A natureza é feita de movimento. A chuva cai, os ventos sopram, as asas batem. Os animais migram de lado a outro em busca de alimento e de proteção. E, por muito tempo, enquanto os seres humanos éramos só animais, sem nos vermos como racionais e dotados de polegares opositores, também vagávamos em busca das mesmas coisas. Sair de um lugar a outro era uma questão de sobrevivência.
Daí vieram o sedentarismo, a agricultura e a tecnologia e nos quedamos por onde estávamos. As sociedades progrediram, tornaram-se complexas, mas, talvez, o âmago do ser humano nunca nos tenha sumido. Por mais que tenhamos complexificado nossa própria existência, ainda temos lapsos de selvageria.
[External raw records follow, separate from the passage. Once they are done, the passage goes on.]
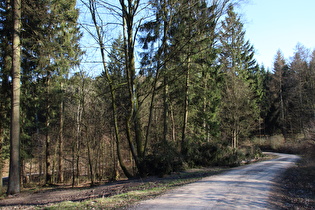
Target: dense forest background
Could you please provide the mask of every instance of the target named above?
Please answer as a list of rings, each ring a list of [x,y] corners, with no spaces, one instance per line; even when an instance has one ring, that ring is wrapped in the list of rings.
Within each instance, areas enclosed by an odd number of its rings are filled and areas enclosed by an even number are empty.
[[[22,0],[19,33],[12,2],[0,2],[0,174],[18,35],[24,185],[238,165],[270,136],[314,132],[315,50],[297,44],[289,59],[275,52],[272,69],[259,66],[234,9],[241,2]],[[89,18],[79,22],[79,11]],[[82,33],[96,43],[100,75],[81,62]]]

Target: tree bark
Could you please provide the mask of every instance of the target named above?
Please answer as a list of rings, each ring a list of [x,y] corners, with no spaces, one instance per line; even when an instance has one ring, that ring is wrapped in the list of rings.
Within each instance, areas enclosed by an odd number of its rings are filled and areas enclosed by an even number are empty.
[[[21,0],[13,0],[13,57],[10,169],[7,194],[20,192],[20,69],[21,69]]]
[[[47,99],[46,99],[46,136],[45,136],[45,184],[50,185],[52,183],[51,163],[50,163],[50,73],[47,74]]]
[[[186,155],[187,152],[187,139],[186,139],[186,132],[187,132],[187,123],[188,123],[188,106],[189,106],[189,70],[190,70],[190,58],[188,58],[188,65],[186,69],[185,75],[185,100],[184,100],[184,116],[183,116],[183,127],[182,127],[182,142],[181,142],[181,153],[182,155]]]
[[[2,124],[1,124],[1,121],[0,121],[0,190],[2,190],[2,172],[3,172],[3,165],[4,165],[4,162],[2,160],[2,157],[3,157],[3,128],[2,128]]]
[[[111,94],[111,104],[112,104],[112,114],[113,114],[113,118],[114,118],[114,132],[115,132],[115,141],[116,141],[116,151],[117,151],[117,157],[118,157],[118,161],[119,161],[119,165],[121,167],[121,169],[123,170],[124,174],[128,177],[131,178],[132,174],[128,171],[127,167],[125,166],[124,162],[123,162],[123,158],[122,158],[122,154],[121,154],[121,148],[120,148],[120,129],[119,129],[119,125],[118,125],[118,113],[117,113],[117,100],[116,100],[116,91],[115,91],[115,86],[113,84],[112,78],[108,72],[107,66],[106,66],[106,56],[105,56],[105,47],[104,47],[104,42],[103,42],[103,34],[102,34],[102,26],[98,25],[97,22],[97,6],[95,4],[94,1],[90,0],[89,4],[88,4],[88,8],[90,10],[91,16],[92,16],[92,21],[94,24],[94,27],[96,29],[96,36],[95,39],[99,44],[100,47],[100,53],[102,56],[102,63],[103,63],[103,70],[105,72],[105,76],[106,76],[106,80],[109,83],[109,87],[110,87],[110,94]]]
[[[137,165],[140,176],[144,175],[143,160],[145,156],[145,143],[140,120],[139,98],[137,94],[138,82],[136,79],[135,55],[134,55],[134,18],[139,7],[140,0],[128,0],[127,5],[124,0],[120,0],[123,19],[124,51],[126,58],[126,76],[128,80],[129,92],[129,116],[126,118],[126,134],[130,150]],[[134,137],[131,135],[131,128]],[[134,141],[133,139],[134,138]],[[133,145],[135,142],[135,146]],[[136,150],[134,150],[134,148]]]
[[[62,90],[62,84],[61,84]],[[60,102],[60,119],[59,119],[59,145],[58,145],[58,177],[57,180],[59,183],[62,183],[64,180],[63,177],[63,126],[64,126],[64,101],[63,97]]]

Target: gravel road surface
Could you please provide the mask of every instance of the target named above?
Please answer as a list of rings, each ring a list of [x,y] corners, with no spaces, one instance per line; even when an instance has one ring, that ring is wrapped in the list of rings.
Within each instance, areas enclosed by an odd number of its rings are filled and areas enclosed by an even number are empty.
[[[293,166],[299,157],[269,154],[278,158],[203,178],[130,209],[270,209],[268,197],[275,178]]]

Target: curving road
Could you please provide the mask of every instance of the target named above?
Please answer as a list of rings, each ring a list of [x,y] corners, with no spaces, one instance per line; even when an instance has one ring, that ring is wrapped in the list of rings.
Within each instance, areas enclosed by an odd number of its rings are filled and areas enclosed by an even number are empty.
[[[278,158],[203,178],[130,209],[270,209],[268,197],[275,178],[299,157],[269,154]]]

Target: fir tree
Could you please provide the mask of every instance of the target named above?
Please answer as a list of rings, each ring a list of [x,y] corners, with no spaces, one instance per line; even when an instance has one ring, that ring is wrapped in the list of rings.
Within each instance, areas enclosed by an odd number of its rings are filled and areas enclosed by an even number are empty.
[[[226,74],[221,110],[223,133],[236,148],[239,139],[256,128],[260,110],[256,100],[258,66],[253,58],[254,49],[245,41],[243,24],[232,5],[222,22],[220,45],[220,63]]]
[[[47,184],[51,183],[52,169],[50,130],[58,123],[62,126],[57,116],[62,118],[58,113],[62,112],[63,83],[82,55],[75,4],[75,0],[25,0],[23,4],[22,107],[27,123],[22,130],[27,138],[35,132],[46,136]]]
[[[270,81],[270,94],[271,94],[271,112],[269,122],[272,122],[273,128],[270,128],[272,133],[280,133],[286,137],[287,135],[287,121],[288,121],[288,78],[289,67],[279,50],[275,56],[273,75]],[[270,124],[270,123],[269,123]]]

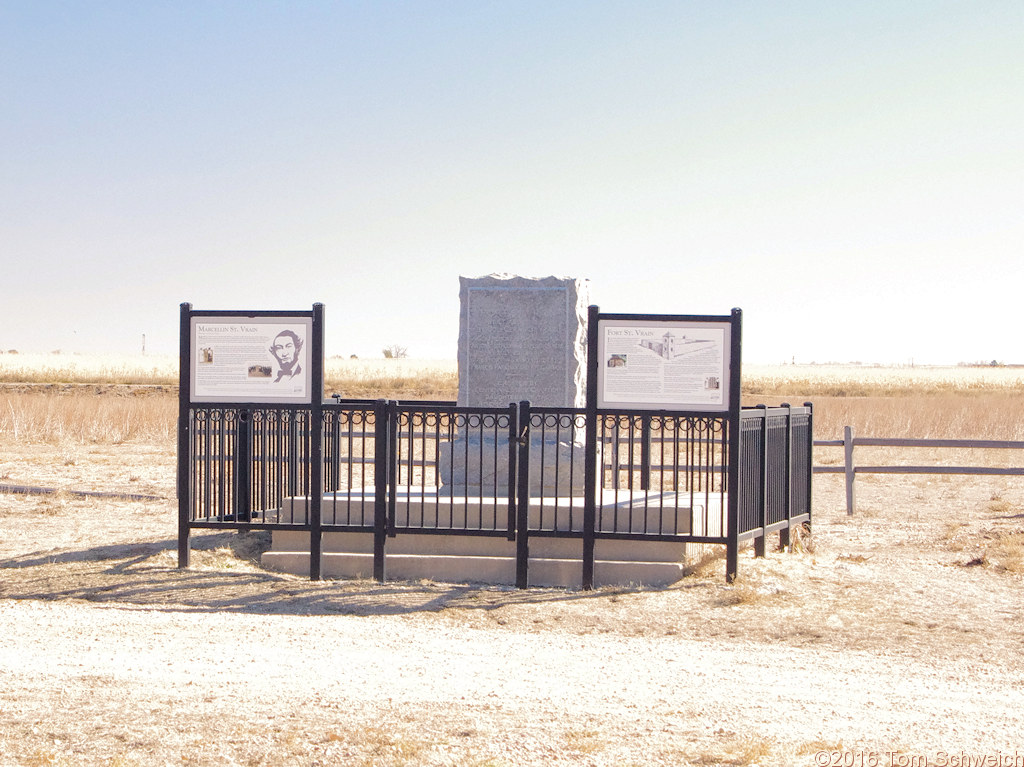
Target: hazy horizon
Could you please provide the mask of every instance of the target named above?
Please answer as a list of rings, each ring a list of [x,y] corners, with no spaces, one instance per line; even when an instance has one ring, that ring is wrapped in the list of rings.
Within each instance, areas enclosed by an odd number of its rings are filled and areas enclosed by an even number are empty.
[[[744,311],[744,359],[1024,362],[1024,5],[0,5],[0,348],[179,305],[454,359],[459,277]]]

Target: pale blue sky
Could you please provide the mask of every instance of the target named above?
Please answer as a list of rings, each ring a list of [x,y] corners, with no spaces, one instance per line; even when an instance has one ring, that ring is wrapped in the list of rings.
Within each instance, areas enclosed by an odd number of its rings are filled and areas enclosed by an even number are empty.
[[[453,358],[460,275],[744,310],[751,362],[1024,362],[1024,3],[0,2],[0,348],[326,306]]]

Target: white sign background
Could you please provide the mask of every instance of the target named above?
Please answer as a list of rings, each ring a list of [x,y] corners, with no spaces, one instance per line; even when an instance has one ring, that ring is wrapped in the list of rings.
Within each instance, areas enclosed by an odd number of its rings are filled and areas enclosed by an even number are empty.
[[[312,331],[312,317],[192,317],[191,400],[309,404]]]
[[[598,320],[597,406],[729,410],[728,321]]]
Esse quê selvagem que ainda persiste em nós se tornou questão filosófica, psicológica, sociológica. Ademais, literária e cinematográfica. Da invenção do cinematógrafo, por Auguste e Louis Lumière, tivemos a primeira sessão de cinema, com o filme “A chegada do trem à estação de Ciotat”, de 1895, que unia aí dois marcos tecnológicos: a câmera e o motor. As pessoas se movimentavam, tanto pelo trem como pela câmera.
Que seja uma coincidência que câmera e motor tenham ascendido pela mesma época, compondo o que Walter Moser, professor da Universidade de Ottawa, no Canadá, chamou de “mediamoção”: “uma forma de mobilidade que nos oferecem os media, mas que, dum certo modo, substitui ou redobra o deslocamento físico, oferecendo aos seres humanos uma experiência quase paradoxal: o contato à distância. A mediamoção permite o mover-se, o encontrar-se em outro lugar”.
Desse encontro, surgiram os road movies, ou filmes de estrada, em português. Como sempre em questões de Arte, é difícil estabelecer datas; mais fácil são apontar marcos. Samuel Paiva, professor da Universidade Federal de São Carlos, aponta, no início de seu artigo sobre os filmes de estrada, a indagação que o cineasta Walter Salles se fez:
Quando nasceram os filmes de estrada? Em Homero, no desejo de Ulisses de retornar à casa? Nos primeiros documentários de cineastas-viajantes, como Robert Flaherty? Na influência dos fotógrafos humanistas, que, como Cartier-Bresson, cruzaram fronteiras para entender como viviam os outros, aqueles que não faziam parte de sua própria cultura?
Mesmo que não se possam estipular datas, o mais interessante é entender os filmes de estrada como uma mostra gritante do quão animalescos todos somos e do quão não-negativo isso pode ser. A indução à civilidade inventada é um tiro no pé, dizem-nos os filmes de estrada. Somos pedaços de carne a perambular em busca de si mesmos – isso não é ruim, pois que não nos faz menos humanos, mas ao contrário.
Não podemos confundir, no entanto, o surgimento dos filmes de estrada com aquilo que influenciou sua criação propriamente dita. As epopeias, os relatos de viagem, os filmes de bang-bang; talvez os documentários, como “Nanook, o esquimó”, dum certo referencial, sejam os primeiros filmes de estrada. Talvez nasceu com a publicação de “On the road”, de Jack Kerouac, em 1957.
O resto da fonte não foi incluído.